My Beardie died yesterday (Christmas eve) ive only had him 2 weeks, maybe not even that!

he had bite marks on his tail. he was breathing and blinking but not moving. then Neil look about an hour later and he'd died!

but my other beardies OK!!

so i dont no whats happened!
he was usually really lively!

i dont no whats been biting him. the crickets?

they were meant to be a Christmas prezzie.

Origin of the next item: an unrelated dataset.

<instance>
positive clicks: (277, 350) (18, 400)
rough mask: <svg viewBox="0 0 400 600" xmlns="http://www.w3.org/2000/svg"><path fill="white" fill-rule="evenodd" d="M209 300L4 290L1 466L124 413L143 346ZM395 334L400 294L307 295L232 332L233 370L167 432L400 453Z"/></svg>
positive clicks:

Neils on about getting me another one.

im gutted! 

=(

x


----------



## ANT (Nov 11, 2007)

sorry to hear that  R.I.P little one


----------



## snakehead (May 21, 2007)

so sorry 4 ur loss


----------



## Bexie (Dec 20, 2007)

im tempted to take him back to the pet shop because he was only 13-14 weeks old!

& when i went to look @ them before neil brought them there was a dead beardie in the tank!

so i dont no if they had somthing. 

if id done somthing wrong then the other one would of died aswell!

might ask for my money back.

dont no what 2 do.


----------



## ANT (Nov 11, 2007)

whixh one was it in the picture in your sig? is it the one with massive eyes?


----------



## Bexie (Dec 20, 2007)

its hard 2 tell cos i usualy looked @ the colour.

but yeah i think it is


----------



## Iliria (Jan 19, 2007)

r.i.p


----------



## Nelson77321 (Nov 18, 2007)

r.i.p


----------



## Drummerkid (Sep 24, 2007)

r.i.p little one


----------



## mleadley (Oct 1, 2007)

Unlucky !!!!


----------



## stephenie191 (May 29, 2007)

Sorry to hear that but if they had a dead one in the tank you really shouldn't have got one from there!

I would take it back, complain but don't get another one from there.

Try a breeder - and make sure you quarantine the new one (if you do get one)

Good luck : victory:


----------



## Phillipl (May 21, 2007)

Rip


----------



## kennedykrew (Jul 31, 2006)

:bash: Always sad when an animal dies:bash:


----------



## mleadley (Oct 1, 2007)

Sorry to hear that !!!


----------



## cupcake.1978 (Aug 14, 2007)

RIP Caramel


----------